Amy Auwarter has served the district for 16 and is retiring as the Hawthorne Elementary School counselor, which is where she started her education career as a student. She is known for greeting all students and staff with the phrase "Good Morning, wonderful ones."

Her immediate retirement plans are to take a trip to Hawaii with her mom, likely in July.

"Amy brings joy, cheerfulness and positivity to our school every day. (She) never seems to have a bad day and always has a smile, a hug or a positive thought when we seem to need it most," said DeMint, reading.

Tori Webber has taught elementary school at Eugene Field for 23 years, along with summer school and serving as student council sponsor.

"Upon her retirement, Tori plans to learn to be a farm wife. A very patient farm wife, (due to) lots of rain." Teel said.

Webber worked to create well-rounded students through curriculum instruction as well as encouraging character traits of compassion, honesty, kindness and loyalty. She is known for her structure and classroom organization, which is helpful for students needing boundaries and high expectations, Teel said. "Every year, she knits fidget pads for students to use as a comfort and focusing tool," she said.

Welcoming reception

McMillan will welcome Anne Billington as its principal this fall when previous Principal Rebecca Moppin transfers to the high school to take on a new role. She comes to the district from Grundy County R-V Elementary School in Galt, Missouri, where she was the kindergarten through sixth-grade principal and federal programs director. She has been in education for 16 years.

"I am extremely excited to become a Mexico Bulldog," she said in a March news release. "I am genuinely looking forward to being part of the new kindergarten reconfiguration and excited about our bright future together."

Billington received her undergraduate degrees from St. Ambrose University in Davenport, Iowa, and Lindenwood University in St. Charles. Her masters in advanced studies degree is from the University of Central Missouri in Warrensburg, and her doctorate is from Saint Louis University in St. Louis.

Chris Gray will serve as the assistant high school principal, taking over a role from Travis Blevins, who is now serving as activities director. He comes to the district from Troy R-III School District in Lincoln County where he worked as the middle school's assistant principal and activities director.

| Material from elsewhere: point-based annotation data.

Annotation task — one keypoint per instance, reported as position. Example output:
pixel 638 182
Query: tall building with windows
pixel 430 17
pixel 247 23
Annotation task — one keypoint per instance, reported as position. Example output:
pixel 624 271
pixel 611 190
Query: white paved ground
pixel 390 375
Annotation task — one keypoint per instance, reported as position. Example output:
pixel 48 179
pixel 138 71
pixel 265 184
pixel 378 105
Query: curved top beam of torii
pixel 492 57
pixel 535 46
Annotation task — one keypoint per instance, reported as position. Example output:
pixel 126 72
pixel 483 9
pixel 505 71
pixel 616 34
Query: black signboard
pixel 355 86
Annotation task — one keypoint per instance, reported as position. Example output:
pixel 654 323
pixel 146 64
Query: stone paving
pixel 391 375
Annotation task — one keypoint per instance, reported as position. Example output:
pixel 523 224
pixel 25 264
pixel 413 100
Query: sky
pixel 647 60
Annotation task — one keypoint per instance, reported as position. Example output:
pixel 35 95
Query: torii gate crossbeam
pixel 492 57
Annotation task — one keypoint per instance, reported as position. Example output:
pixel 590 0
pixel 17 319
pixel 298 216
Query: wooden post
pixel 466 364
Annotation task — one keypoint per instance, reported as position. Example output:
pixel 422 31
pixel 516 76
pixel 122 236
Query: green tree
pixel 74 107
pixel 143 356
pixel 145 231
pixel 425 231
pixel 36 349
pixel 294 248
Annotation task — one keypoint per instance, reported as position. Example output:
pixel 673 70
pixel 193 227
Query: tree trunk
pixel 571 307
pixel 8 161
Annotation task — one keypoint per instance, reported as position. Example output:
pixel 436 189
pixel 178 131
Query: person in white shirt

Gray has a total of 21 years in education and holds a bachelor of arts degree from Loyola University in Chicago, a masters in education from William Woods University of Fulton and an educational specialist degree from Missouri Baptist University in St. Louis.

"I have worked in Northeast Missouri for a long time and have heard great things about Mexico. I identify strongly with the district's mission and cannot wait to get started working the staff and students at MHS," he said in a news release.